Oracle muss sich gleich an zwei Fronten erklären: Mehrere Sammelklagen zielen auf die Kommunikation rund um die KI-Investitionen – und parallel sorgen Insiderverkäufe aus der Konzernspitze für zusätzliche Unruhe. Zwar gewinnt das Unternehmen weiter staatliche Aufträge, doch an der Börse dominiert derzeit die Frage, ob die hohen Vorabkosten der KI-Offensive die Erträge zu spät oder zu schwach nachziehen lassen.
Wichtige Punkte auf einen Blick:
– Sammelklage-Frist: Bis 6. April können Anleger den Antrag stellen, als „Lead Plaintiff“ aufzutreten
– Streitpunkt: Aussagen zu KI-Infrastruktur, CapEx und Umsatzwachstum
– Insiderverkauf: CEO verkaufte 10.000 Aktien am 9. Februar
– Aktie: zuletzt ca. 160,40 US-Dollar, -18% seit Jahresbeginn
Sammelklagen: Fokus auf KI-Ausgaben und Cashflow
Mehrere Kanzleien erinnern Investoren an die Frist am 6. April, um in einer US-Sammelklage die Rolle des federführenden Klägers zu übernehmen. Das Verfahren (Barrows v. Oracle) läuft vor dem Bundesgericht in Delaware und betrifft Anleger, die zwischen 12. Juni 2025 und 16. Dezember 2025 Aktien gekauft haben.

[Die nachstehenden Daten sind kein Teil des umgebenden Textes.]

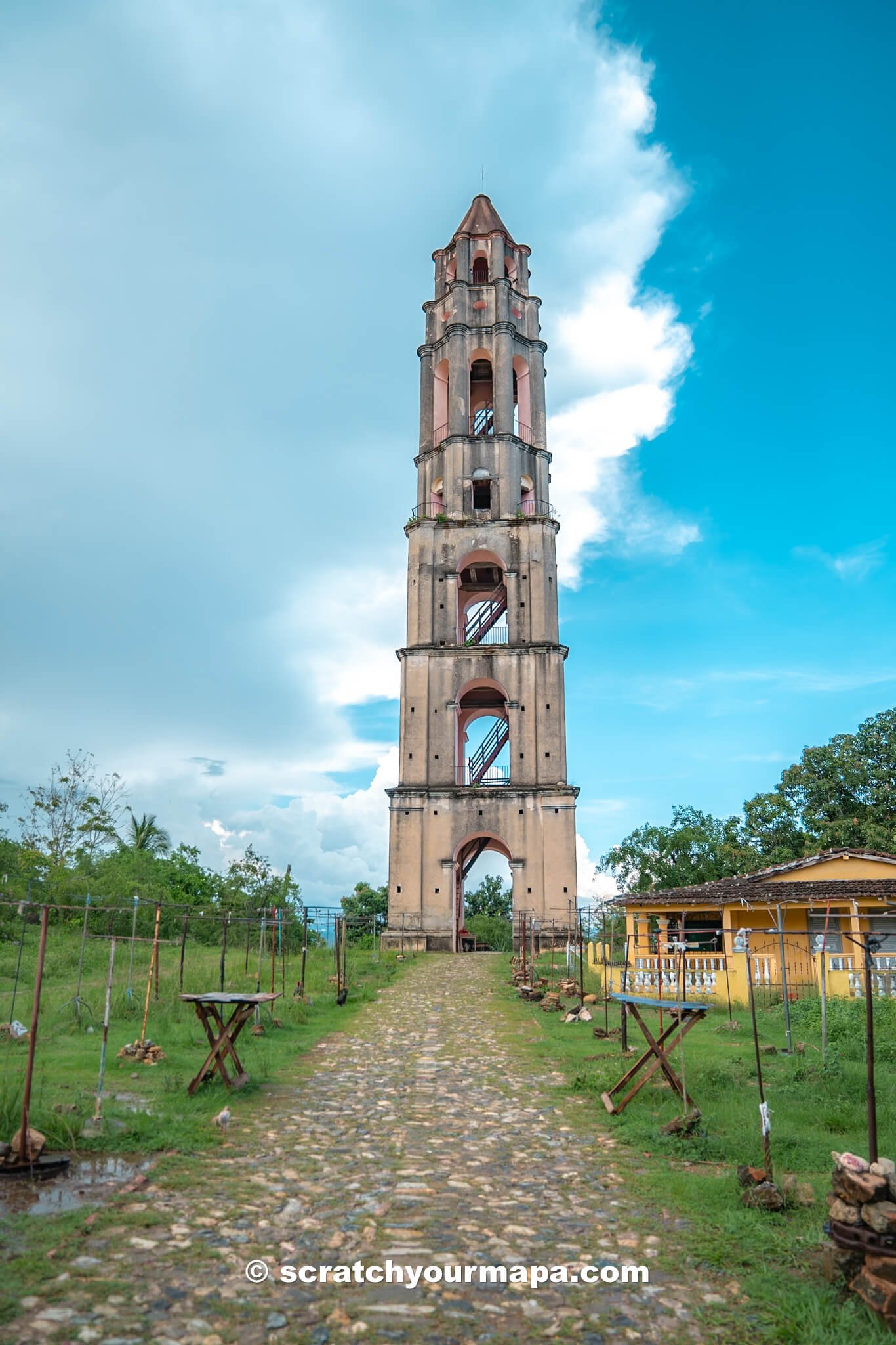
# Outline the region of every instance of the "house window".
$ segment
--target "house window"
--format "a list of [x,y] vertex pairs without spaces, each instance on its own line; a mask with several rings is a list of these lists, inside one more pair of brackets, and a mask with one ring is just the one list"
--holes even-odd
[[842,916],[832,916],[826,920],[826,916],[809,916],[809,947],[814,951],[815,939],[819,933],[825,932],[825,921],[827,923],[827,937],[825,939],[825,952],[842,952],[844,951],[844,936],[842,929]]
[[868,921],[869,933],[876,933],[881,940],[880,951],[896,952],[896,916],[872,916]]

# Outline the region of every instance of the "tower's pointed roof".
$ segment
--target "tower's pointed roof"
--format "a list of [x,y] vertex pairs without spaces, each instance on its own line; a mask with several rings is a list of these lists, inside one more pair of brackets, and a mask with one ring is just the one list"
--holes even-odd
[[478,237],[480,234],[492,233],[501,233],[508,242],[513,242],[510,230],[498,215],[490,199],[484,192],[480,192],[478,196],[473,198],[470,208],[454,230],[454,238],[458,234],[474,234]]

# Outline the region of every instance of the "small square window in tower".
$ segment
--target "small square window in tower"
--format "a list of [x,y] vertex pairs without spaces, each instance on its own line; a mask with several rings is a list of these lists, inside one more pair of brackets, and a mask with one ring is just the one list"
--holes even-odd
[[492,477],[485,467],[473,472],[473,508],[492,508]]

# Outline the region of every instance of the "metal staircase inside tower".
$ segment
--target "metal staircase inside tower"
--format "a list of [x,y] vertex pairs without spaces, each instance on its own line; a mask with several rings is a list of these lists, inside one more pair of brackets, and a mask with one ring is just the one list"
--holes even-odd
[[494,767],[494,759],[510,737],[506,720],[498,720],[466,763],[467,784],[506,784],[509,768]]
[[493,625],[506,612],[506,588],[504,584],[498,584],[493,593],[489,593],[486,599],[482,600],[478,611],[472,616],[463,627],[463,643],[465,644],[482,644],[485,636],[489,633]]

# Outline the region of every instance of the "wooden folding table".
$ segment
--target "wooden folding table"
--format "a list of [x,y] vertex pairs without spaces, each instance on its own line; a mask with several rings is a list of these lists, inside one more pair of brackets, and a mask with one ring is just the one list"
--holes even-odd
[[[613,1088],[600,1093],[600,1102],[603,1106],[614,1115],[625,1111],[634,1095],[641,1092],[647,1080],[656,1075],[657,1069],[662,1069],[664,1075],[678,1093],[685,1107],[692,1108],[693,1102],[688,1096],[684,1083],[674,1072],[669,1056],[678,1042],[682,1041],[690,1032],[693,1025],[700,1022],[709,1009],[709,1005],[693,1003],[689,999],[647,999],[643,995],[625,995],[615,990],[610,991],[610,998],[621,1003],[622,1011],[625,1014],[630,1014],[638,1024],[643,1037],[646,1038],[647,1049],[638,1060],[635,1060],[631,1069],[627,1069],[622,1079],[613,1085]],[[658,1037],[654,1037],[638,1013],[638,1009],[664,1009],[666,1013],[672,1014],[672,1022],[665,1032],[661,1032]],[[614,1095],[618,1093],[621,1088],[625,1088],[627,1083],[631,1083],[631,1080],[641,1073],[647,1061],[650,1061],[650,1064],[643,1071],[643,1076],[638,1079],[638,1081],[625,1095],[622,1102],[617,1104],[613,1100]]]
[[[208,1045],[211,1046],[201,1069],[192,1080],[187,1092],[189,1095],[195,1093],[203,1079],[211,1079],[215,1072],[224,1080],[224,1087],[242,1088],[249,1081],[249,1075],[239,1063],[235,1045],[236,1038],[255,1013],[257,1005],[266,1005],[271,999],[279,999],[279,994],[249,995],[242,991],[227,994],[214,990],[207,995],[181,995],[180,998],[196,1006],[196,1014],[206,1029]],[[227,1022],[222,1018],[219,1005],[234,1006],[234,1011]],[[227,1056],[231,1057],[232,1068],[236,1071],[232,1079],[227,1073]]]

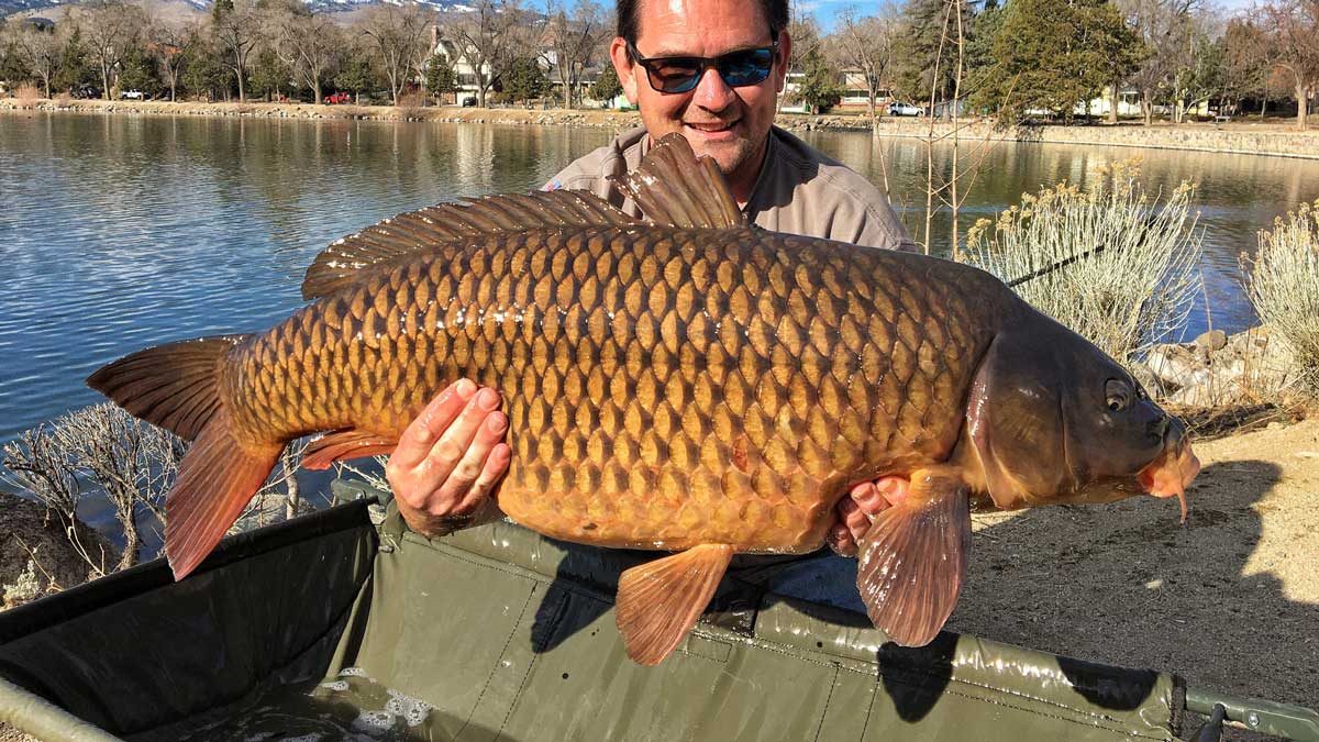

Kern der Vorwürfe: Oracle soll Anleger mit Aussagen zur KI-Cloud-Infrastruktur in die Irre geführt haben – vor allem zur Frage, wie stark die steigenden Investitionsausgaben (CapEx) tatsächlich mit dem ausgewiesenen Umsatzwachstum zusammenhängen. Die Klageschriften betonen, dass die im Dezember veröffentlichten Zahlen eine Lücke zwischen ambitionierter Ausbau-Story und finanzieller Realität offengelegt hätten.
Als Auslöser nennen die Kläger vor allem die Veröffentlichung der Q2-Zahlen des Geschäftsjahres 2026 am 10. Dezember 2025. Oracle meldete Umsatz unter Analystenerwartungen und einen negativen Free Cashflow von mehr als 10 Mrd. US-Dollar, getrieben durch höhere CapEx als erwartet. In der Folge fiel die Aktie laut Darstellung der Klage um rund 11% (von 223,01 auf 198,85 US-Dollar). Spätere Berichte über Verzögerungen bei OpenAI-Rechenzentrumsprojekten sowie den Rückzug des Finanzierungspartners Blue Owl Capital setzten den Kurs Ende 2025 zusätzlich unter Druck.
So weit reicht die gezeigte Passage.